D'après une étude du fonds monétaire international, les dispositifs mis en oeuvre par les différents États européens auraient permis de répondre à hauteur de 80 % aux besoins de liquidités, mais ne permettraient de répondre qu'à 40 % des besoins en solvabilité, en particularité concernant les petites et moyennes entreprises.

Le maintien de l'accès aux liquidités a permis de reporter les faillites dans la plupart des États de la comparaison : hors le cas de l'Espagne, on a en effet observé une baisse du nombre de faillites en 2020.

C'est également ce que montre la comparaison du cabinet TAJ : dans l'ensemble des pays étudiés, la crise de la liquidité a été plutôt bien évitée et les entreprises ont dans l'ensemble réussi à obtenir des financements grâce aux dispositifs mis en oeuvre. En revanche, comme nous l'avons vu, la question de la solvabilité a fait l'objet d'un traitement différencié entre les différents pays.

Je cite l'étude TAJ : « l'Allemagne a aidé les entreprises au travers d'apports en fonds propres et de réductions de coûts fixes [et] le Royaume-Uni a eu moins recours aux prêts garantis, privilégiant les aides financières directes. »

La question de la solvabilité et de la viabilité d'un grand nombre d'entreprises françaises reste donc pleinement posée.

D'après la note de la direction générale du Trésor sur « L'impact de la pandémie de Covid-19 sur les entreprises françaises », plus optimiste, la part des entreprises qui seraient devenues insolvables sans les soutiens publics s'élèverait à 11,9 %, tandis qu'une fois pris en compte les différents dispositifs, cette part descendrait à 6,6 %. La note relève également que la hausse du niveau d'endettement des entreprises françaises pourrait freiner leurs investissements à l'avenir. Ainsi, même en cas de retour de l'activité au même niveau qu'avant crise, la baisse du niveau de l'investissement privé atteindrait près de 4 milliards d'euros.

Pour préciser cette analyse, le cabinet Taj s'est efforcé d'évaluer l'impact de la crise dans plusieurs secteurs si les mesures de soutien n'avaient pas été mises en oeuvre.

Ainsi, les entreprises du secteur de la restauration et de l'hébergement auraient perdu 13,1 points de rentabilité par rapport à 2019, ce qui aurait entraîné une perte de trésorerie se traduisant par une augmentation du nombre d'entreprises illiquides de 34 %. Après les mesures de soutien mises en oeuvre, cette perte ne représente plus « que » 1,3 point, soit une compensation de 11,8 points.

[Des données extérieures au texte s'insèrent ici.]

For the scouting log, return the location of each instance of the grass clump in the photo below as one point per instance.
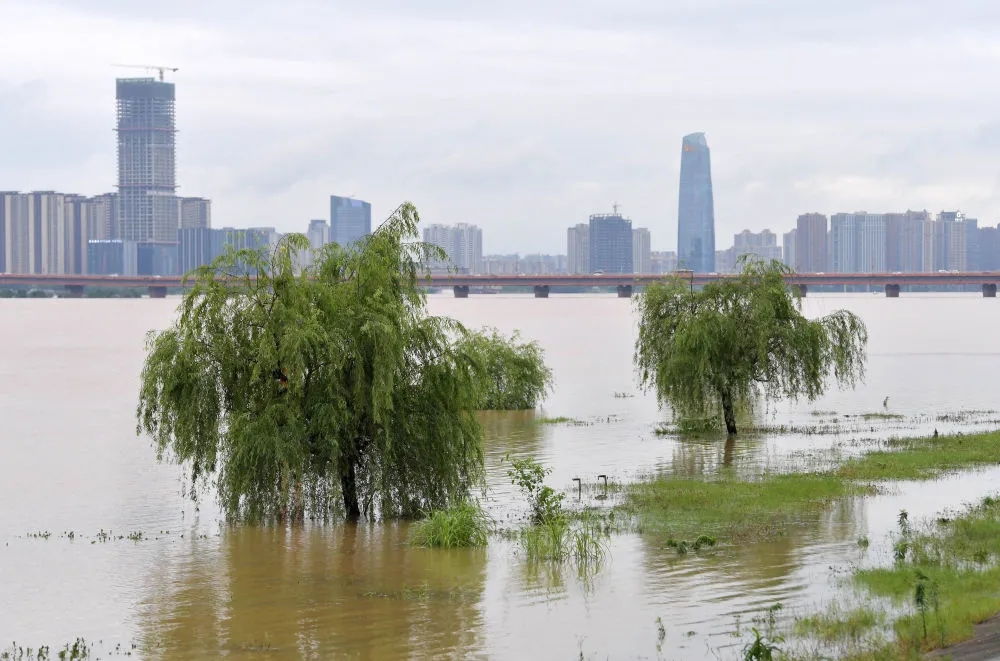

Dans le secteur du transport de personnes, les entreprises auraient perdu 10,5 points de rentabilité sans mesure de soutien, ce qui aurait entraîné une augmentation du nombre d'entreprises illiquides de 61,9 %. A contrario, les dispositifs d'aide auraient permis de ramener cette perte à 0,3 point, soit une compensation quasi-intégrale des pertes subies.

L'objectif du « quoi qu'il en coûte » n'a donc pas été atteint.

L'étude commandée par la mission d'information montre clairement que les différents dispositifs n'ont pas permis de préserver la situation de l'économie française : la baisse de marge très forte des entreprises françaises sur la période, de l'ordre de 14 %, est la plus forte des pays sous revue après l'Espagne (- 17 %). À l'inverse, les entreprises britanniques et allemandes n'ont quasiment subi aucune baisse de marge, et celle constatée en Italie est restée bien plus modérée qu'en France (- 6 %).

En outre, selon l'étude, la part d'entreprises insolvables atteindrait 18 %, laissant ainsi présager une vague massive de faillites dans les mois à venir.

Le « quoi qu'il en coûte » ne signifiait pas uniquement que les vannes de la dépense étaient grandes ouvertes. En cela, il a rempli son objectif. Cela signifiait également que tous les salariés et toutes les entreprises devaient être protégés par ce soutien public. Or, sur ce point, les chiffres que je viens de rappeler témoignent que l'objectif n'a pas été atteint.